The forecasts closest to the mark were made by Greenpeace—“environmentalists poo-pooed for zealotry and economic illiteracy”—but even those forecasts turned out to be woefully short of what actually happened.

And the cost of solar cells has been plunging in the way that costs usually do when emerging technologies become mainstream.

The Economist describes the process this way:

As the cumulative production of a manufactured good increases, costs go down. As costs go down, demand goes up. As demand goes up, production increases—and costs go down further.

Normally, this can’t continue. In earlier energy transitions—from wood to coal, coal to oil, and oil to gas—it became increasingly expensive to find fuel.

But the main ingredient in solar cells (apart from energy) is sand, for the silicon and the glass. This is not only the case in China, which makes the bulk of the world’s solar cells, but also in India, which is short of power, blessed by sun and sand, and which is manufacturing and installing solar cells at a prodigious rate.

Solar panel array under blue sky (chinese solar)
Image: Shutterstock

Solar easy, batteries more difficult

Batteries are more difficult. They are needed to make solar useful after dark and they require so-called critical minerals such as lithium, nickel and cobalt (which Australia has in abundance).

But the efficiency of batteries is soaring and the price is plummeting, meaning that on one estimate the cost of a kilowatt-hour of battery storage has fallen by 99% over the past 30 years.

In the United States, plans are being drawn up to use batteries to transport solar energy as well as store it.
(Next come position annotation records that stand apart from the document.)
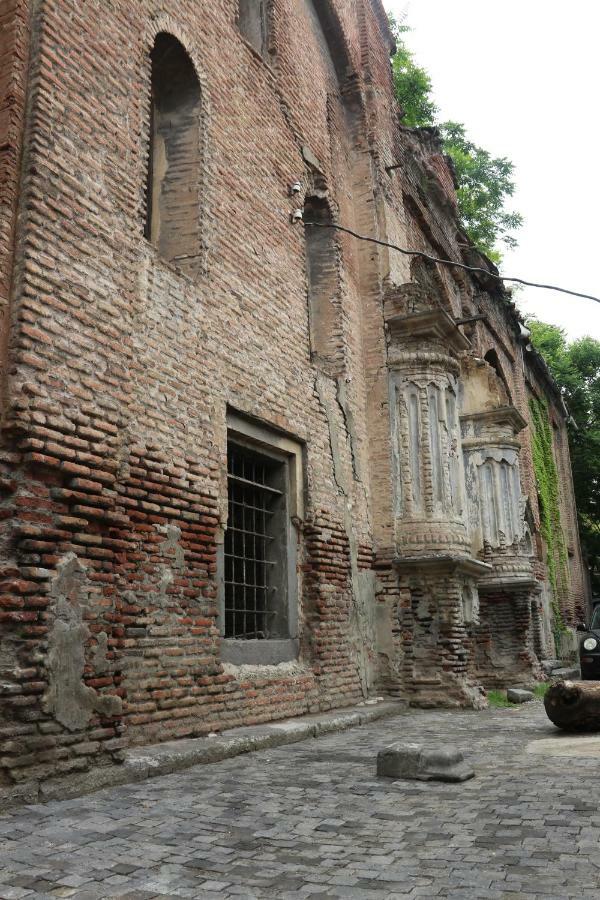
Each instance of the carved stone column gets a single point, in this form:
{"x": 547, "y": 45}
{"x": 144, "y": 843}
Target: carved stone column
{"x": 437, "y": 573}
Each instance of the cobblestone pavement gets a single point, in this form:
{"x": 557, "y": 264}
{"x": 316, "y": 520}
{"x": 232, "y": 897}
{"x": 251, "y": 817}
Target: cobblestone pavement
{"x": 312, "y": 820}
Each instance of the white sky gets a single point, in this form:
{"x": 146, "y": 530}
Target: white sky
{"x": 523, "y": 77}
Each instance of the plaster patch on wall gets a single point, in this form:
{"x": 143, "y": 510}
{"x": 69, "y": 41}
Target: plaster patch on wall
{"x": 70, "y": 701}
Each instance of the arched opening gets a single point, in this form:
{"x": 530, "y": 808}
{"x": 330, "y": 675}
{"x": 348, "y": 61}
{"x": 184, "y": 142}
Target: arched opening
{"x": 253, "y": 22}
{"x": 175, "y": 154}
{"x": 322, "y": 273}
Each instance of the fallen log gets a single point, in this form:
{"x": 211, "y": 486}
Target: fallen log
{"x": 574, "y": 705}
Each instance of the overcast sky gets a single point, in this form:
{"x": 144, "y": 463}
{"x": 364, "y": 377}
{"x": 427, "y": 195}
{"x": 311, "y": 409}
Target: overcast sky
{"x": 523, "y": 76}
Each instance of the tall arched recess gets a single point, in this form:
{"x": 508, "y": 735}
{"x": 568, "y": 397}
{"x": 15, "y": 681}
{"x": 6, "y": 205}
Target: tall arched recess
{"x": 175, "y": 154}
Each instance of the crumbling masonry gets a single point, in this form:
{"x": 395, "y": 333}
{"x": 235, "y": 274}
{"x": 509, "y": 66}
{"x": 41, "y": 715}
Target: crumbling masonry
{"x": 250, "y": 468}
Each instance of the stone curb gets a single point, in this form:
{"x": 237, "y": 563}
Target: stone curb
{"x": 163, "y": 759}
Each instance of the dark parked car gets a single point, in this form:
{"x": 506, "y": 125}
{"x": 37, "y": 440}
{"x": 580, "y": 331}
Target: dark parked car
{"x": 589, "y": 649}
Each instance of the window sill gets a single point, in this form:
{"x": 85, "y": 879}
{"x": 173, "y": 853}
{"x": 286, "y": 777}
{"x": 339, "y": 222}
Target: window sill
{"x": 261, "y": 653}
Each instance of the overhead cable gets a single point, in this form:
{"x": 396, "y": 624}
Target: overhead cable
{"x": 449, "y": 262}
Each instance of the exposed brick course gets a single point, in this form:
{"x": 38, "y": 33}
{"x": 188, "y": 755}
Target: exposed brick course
{"x": 121, "y": 367}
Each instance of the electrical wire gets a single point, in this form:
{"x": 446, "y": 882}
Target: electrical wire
{"x": 448, "y": 262}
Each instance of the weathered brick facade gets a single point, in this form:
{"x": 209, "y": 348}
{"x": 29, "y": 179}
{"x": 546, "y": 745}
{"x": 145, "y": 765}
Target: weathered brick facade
{"x": 124, "y": 362}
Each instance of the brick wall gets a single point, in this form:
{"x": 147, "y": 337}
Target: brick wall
{"x": 122, "y": 366}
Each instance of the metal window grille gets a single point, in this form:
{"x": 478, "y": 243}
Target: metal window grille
{"x": 251, "y": 578}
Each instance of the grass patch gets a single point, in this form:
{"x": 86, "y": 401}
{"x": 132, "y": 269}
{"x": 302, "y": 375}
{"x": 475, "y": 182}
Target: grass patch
{"x": 498, "y": 699}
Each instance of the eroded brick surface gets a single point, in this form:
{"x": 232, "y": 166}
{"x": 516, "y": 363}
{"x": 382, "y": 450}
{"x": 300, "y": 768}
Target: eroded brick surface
{"x": 123, "y": 366}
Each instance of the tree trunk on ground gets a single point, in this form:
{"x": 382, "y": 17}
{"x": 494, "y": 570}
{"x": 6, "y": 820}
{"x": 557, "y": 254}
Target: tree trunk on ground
{"x": 574, "y": 705}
Why build high-voltage transmission cables when you can use train carriages full of batteries to move power from the remote sunny places that collect it to the cities that need it?

Solar’s step change

The International Energy Agency is suddenly optimistic. Its latest assessment released in January says last year saw a “step change” in renewable power, driven by China’s adoption of solar. In 2023, China installed as much solar capacity as the entire world did in 2022.

The world is on track to install more renewable capacity over the next five years than has ever been installed over the past 100 years, something the agency says still won’t be enough to get to net-zero emissions by 2050.

That would need renewables capacity to triple over the next five years, instead of more than doubling.

Oxford University energy specialist Rupert Way has modelled a “fast transition” scenario, in which the costs of solar and other new technologies keep falling as they have been rather than as the International Energy Agency expects.

He finds that by 2060, solar will be by far the world’s biggest source of energy, exceeding wind and green hydrogen and leaving nuclear with an infinitesimally tiny role.

Related article: Coal-free in 14 years as renewables rush in: new blueprint shows how to green the grid—without nuclear

In Australia, solar is pushing down prices

Australia’s energy market operator says record generation from grid-scale renewables and rooftop solar is pushing down wholesale electricity prices.

South Australia and Tasmania are the states that rely on renewables the most. They are the two states with the lowest wholesale electricity prices outside Victoria, whose prices are very low because of its reliance on brown coal.

It is price—rather than the environment—that most interests The Economist. It says when the price of something gets low people use much, much more of it.

As energy gets really copious and all but free, it will be used for things we can’t even imagine today. The Economist said to bet against that is to bet against capitalism.

Disclosure statement: Peter Martin is Economics Editor of The Conversation.